I remember my mother once telling me that I should skip writing short stories and novels and just write scripts because I like writing dialogue so much. She had a point. My stories have a tendency to be dialogue heavy and description can be a struggle for me. I’ve written a few stories without dialogue and let me tell you, it wasn’t easy. If I can have a character talk to themselves, I will.
Sooper Sekrit Project #2 is a script. I think I mentioned that. Anyway, a few years ago now I participated in Script Frenzy, a now defunct off-shoot of NaNoWriMo. I wrote two 60 minute episodes of a TV show that I made up. I had great fun doing it. It held its own challenges, sure (format? Thank goodness for script programs!), but I got to exploit what I consider to be one of my strengths.
Sometimes I get ideas for stories and it’s during the hashing out phase that I realize it would make a lousy short story or novel, but it would make a great script. I then shelve it because, hey, I don’t write scripts.

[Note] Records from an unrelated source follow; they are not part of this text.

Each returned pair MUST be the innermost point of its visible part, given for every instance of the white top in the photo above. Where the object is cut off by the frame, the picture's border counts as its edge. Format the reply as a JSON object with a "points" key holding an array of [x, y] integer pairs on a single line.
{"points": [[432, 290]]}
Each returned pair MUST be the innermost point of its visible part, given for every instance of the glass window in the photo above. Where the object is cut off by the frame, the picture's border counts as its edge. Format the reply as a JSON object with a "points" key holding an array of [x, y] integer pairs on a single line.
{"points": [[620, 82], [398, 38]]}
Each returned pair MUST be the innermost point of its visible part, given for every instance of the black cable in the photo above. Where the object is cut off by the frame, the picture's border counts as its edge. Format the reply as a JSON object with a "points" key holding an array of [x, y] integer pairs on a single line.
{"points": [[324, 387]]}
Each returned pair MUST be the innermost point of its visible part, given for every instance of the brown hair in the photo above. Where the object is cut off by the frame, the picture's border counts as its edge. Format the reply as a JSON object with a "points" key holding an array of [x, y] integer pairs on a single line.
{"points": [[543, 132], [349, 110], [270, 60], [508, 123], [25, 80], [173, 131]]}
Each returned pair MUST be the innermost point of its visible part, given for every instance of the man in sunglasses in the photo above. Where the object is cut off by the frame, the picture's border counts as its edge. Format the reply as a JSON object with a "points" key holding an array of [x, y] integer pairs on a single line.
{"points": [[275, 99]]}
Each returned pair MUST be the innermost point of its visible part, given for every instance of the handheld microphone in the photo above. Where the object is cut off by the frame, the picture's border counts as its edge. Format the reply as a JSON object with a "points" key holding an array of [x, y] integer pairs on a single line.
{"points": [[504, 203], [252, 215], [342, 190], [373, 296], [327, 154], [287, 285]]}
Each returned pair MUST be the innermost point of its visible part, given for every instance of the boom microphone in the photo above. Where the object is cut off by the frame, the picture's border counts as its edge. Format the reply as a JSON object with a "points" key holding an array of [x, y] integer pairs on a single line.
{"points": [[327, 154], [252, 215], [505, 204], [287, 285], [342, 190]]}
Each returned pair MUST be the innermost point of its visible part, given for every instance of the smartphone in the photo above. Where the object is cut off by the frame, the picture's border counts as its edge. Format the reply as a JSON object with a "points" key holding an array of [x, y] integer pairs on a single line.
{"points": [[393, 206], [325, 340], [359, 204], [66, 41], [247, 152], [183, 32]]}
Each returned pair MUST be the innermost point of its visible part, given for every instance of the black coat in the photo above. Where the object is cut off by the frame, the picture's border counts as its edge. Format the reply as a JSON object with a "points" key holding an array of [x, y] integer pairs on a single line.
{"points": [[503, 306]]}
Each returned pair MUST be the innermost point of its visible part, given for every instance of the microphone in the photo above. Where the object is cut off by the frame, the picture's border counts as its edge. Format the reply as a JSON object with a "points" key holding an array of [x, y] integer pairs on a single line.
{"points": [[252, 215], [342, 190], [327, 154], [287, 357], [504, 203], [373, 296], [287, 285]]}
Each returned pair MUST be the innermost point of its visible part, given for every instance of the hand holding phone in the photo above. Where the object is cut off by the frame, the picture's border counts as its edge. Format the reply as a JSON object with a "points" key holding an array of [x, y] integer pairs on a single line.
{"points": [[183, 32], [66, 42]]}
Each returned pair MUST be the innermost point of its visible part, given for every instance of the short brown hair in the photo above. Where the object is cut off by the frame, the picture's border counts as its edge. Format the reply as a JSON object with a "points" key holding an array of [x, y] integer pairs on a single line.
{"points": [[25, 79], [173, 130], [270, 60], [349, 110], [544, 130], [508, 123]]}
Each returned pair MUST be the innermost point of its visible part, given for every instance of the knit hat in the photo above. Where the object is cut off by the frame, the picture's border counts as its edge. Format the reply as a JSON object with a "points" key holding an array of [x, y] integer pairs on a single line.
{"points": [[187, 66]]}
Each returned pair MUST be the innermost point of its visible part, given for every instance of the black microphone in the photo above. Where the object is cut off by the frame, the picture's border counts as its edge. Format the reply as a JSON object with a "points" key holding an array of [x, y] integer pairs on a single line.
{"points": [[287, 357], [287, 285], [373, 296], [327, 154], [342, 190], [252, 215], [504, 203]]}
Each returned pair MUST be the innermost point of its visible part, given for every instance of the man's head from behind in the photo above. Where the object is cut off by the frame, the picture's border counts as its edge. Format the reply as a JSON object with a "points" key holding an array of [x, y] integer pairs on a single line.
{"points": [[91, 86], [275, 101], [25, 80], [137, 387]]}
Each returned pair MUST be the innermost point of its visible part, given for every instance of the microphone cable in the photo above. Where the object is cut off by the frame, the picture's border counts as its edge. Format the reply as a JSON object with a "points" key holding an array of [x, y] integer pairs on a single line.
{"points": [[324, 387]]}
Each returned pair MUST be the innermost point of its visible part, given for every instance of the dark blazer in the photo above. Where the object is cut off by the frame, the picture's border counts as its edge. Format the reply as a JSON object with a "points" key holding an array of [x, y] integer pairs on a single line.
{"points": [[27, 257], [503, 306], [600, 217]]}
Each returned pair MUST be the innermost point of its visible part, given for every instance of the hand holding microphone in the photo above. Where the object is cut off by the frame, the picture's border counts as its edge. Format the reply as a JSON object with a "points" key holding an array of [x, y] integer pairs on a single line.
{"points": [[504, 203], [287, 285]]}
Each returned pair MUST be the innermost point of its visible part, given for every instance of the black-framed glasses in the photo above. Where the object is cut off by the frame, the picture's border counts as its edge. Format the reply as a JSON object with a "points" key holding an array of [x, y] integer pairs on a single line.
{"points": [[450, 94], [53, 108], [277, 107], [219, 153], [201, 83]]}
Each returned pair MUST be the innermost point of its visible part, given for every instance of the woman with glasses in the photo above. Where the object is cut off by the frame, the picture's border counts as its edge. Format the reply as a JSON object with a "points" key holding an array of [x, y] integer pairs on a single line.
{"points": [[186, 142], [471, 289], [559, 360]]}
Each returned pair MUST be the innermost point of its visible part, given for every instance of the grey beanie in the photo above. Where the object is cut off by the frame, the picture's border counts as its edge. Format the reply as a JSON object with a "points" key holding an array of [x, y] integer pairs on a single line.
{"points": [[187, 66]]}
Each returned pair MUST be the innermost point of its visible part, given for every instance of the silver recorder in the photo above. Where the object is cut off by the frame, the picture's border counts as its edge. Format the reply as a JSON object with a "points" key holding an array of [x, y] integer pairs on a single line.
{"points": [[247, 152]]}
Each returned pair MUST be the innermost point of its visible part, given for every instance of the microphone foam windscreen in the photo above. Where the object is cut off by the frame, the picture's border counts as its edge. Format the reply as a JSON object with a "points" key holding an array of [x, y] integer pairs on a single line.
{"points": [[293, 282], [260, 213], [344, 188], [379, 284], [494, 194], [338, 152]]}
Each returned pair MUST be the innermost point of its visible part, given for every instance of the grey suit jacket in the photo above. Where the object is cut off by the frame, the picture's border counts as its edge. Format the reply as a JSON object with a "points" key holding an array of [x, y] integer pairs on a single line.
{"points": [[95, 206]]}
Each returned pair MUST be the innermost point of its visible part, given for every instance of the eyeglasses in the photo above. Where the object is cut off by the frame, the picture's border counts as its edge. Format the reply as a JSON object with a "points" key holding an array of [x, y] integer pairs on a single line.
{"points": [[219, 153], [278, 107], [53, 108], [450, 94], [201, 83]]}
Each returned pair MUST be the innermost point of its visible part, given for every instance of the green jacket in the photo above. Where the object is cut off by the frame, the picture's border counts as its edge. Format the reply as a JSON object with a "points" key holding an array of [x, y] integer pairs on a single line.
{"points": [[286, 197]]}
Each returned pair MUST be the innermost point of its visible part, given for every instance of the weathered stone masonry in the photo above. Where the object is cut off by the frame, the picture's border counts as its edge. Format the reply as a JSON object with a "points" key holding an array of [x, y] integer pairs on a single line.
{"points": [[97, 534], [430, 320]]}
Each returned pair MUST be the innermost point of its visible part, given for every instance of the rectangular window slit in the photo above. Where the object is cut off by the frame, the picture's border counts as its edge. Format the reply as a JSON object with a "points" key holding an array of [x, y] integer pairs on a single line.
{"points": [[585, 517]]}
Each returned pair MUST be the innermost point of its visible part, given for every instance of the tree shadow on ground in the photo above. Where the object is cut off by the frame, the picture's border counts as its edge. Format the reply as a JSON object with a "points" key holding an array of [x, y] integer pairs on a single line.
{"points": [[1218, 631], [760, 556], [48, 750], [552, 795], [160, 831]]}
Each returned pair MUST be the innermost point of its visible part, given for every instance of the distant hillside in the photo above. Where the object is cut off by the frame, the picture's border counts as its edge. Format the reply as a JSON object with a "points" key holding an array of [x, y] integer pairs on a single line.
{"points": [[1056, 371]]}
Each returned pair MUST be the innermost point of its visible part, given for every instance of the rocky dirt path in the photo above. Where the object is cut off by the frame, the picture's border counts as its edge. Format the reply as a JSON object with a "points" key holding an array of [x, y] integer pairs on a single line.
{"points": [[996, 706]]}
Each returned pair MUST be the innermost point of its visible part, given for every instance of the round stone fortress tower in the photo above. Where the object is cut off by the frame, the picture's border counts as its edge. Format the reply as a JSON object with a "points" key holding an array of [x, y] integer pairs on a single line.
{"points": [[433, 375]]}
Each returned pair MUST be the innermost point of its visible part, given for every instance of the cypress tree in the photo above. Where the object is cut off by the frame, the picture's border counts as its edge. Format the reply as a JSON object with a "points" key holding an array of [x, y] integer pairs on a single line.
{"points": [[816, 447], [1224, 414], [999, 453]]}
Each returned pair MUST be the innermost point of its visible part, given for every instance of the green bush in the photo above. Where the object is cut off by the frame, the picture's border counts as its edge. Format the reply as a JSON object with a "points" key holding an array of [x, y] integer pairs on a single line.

And then last month it occurred to me how dumb that was. Why shouldn’t I write scripts? Just because I don’t live in Hollywood and really have no ambition to be a film/TV writer, that doesn’t mean there’s no reason for me to flex some different muscles. Let me be vain for a moment. What if one day one of my stories and/or novels is published and then optioned for film? Wouldn’t it benefit me to say, “Oh, yeah, I can adapt that. No problem. Let me do that for you.”? I think it would.
I’ve already got plans to practice my adaptation skills with Night of the Nothing Man once I get it up on Smashwords.
The reason why this a Super Sekrit project is because it’s a play thing that I have no intention of doing anything with seriously so I have no real urge to discuss it much in-depth. It’s a fun play thing that’s only for me. And so I’ll admit to doing it, but I won’t say what the script is about.
Just know that this project, even if I do nothing with it, isn’t a waste. It’s me developing and honing a different kind of writing style.
You never know. I might have to go to Hollywood one day.